The Gorin (Горин), also known as "Goryun" and "Garin", is a river in Khabarovsk Krai, Russia. It is the 8th longest tributary of the Amur, with a length of 390 km and a drainage basin area of 22400 km2.

It flows across the Solnechny and Komsomolsky districts. Over 80% of the river basin is covered by forests. The Komsomolsk Nature Reserve, a protected area, is in its lower course, in the area of its confluence with the Amur.

==Course==
The Gorin is a left tributary of the Amur. It has its sources in the northwestern slope of the Dayana Range, part of the Badzhal mountain system, about 100 km to the west of Komsomolsk-on-Amur. In its upper course the river flows roughly in an ENE direction within a narrow valley and towards its middle reaches the valley expands to a width between 2 km and 3 km. The lower course is very swampy and the river forms wide meanders. Finally it meets the Amur 546 km from its mouth.
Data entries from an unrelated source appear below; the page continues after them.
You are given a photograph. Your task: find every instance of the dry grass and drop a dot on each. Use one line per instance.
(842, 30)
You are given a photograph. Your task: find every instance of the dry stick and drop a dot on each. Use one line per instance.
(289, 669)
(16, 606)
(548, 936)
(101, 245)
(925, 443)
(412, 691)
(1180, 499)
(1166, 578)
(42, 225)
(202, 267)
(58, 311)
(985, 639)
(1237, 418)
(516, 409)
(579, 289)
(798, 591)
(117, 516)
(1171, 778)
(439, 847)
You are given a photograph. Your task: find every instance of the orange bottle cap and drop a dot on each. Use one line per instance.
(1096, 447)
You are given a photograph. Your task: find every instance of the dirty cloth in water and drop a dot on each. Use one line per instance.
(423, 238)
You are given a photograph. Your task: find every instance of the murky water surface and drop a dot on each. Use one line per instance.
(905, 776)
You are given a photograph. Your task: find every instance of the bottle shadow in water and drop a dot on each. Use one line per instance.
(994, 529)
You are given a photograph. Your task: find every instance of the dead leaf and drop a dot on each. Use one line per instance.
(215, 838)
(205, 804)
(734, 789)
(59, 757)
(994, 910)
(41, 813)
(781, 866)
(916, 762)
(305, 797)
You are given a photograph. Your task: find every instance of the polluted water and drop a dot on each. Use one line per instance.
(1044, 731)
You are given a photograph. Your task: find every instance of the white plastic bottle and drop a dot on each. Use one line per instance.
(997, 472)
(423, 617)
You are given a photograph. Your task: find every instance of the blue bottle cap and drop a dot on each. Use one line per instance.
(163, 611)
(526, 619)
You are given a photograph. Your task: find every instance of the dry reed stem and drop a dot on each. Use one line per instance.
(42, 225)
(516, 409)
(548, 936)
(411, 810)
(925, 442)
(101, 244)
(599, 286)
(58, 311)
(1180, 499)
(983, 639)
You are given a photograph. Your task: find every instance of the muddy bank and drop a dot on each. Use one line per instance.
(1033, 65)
The main tributaries of the Gorin are the 96 km long Khurmuli on the right, and the 69 km long Big Elga, the 69 km long Khagdu, the 221 km long Kharpi, and the 135 km long Boktor (Volchor) on the left. There are 879 lakes in the river basin, the largest of which is Evoron, with an area of 194 square kilometres. The river freezes over between mid-November and the end of April or the beginning of May.

| Basin of the Amur |

==Fauna==
The river is an important spawning ground for Pacific salmon, chum salmon and pink salmon. Lenok and grayling are also abundant in its waters.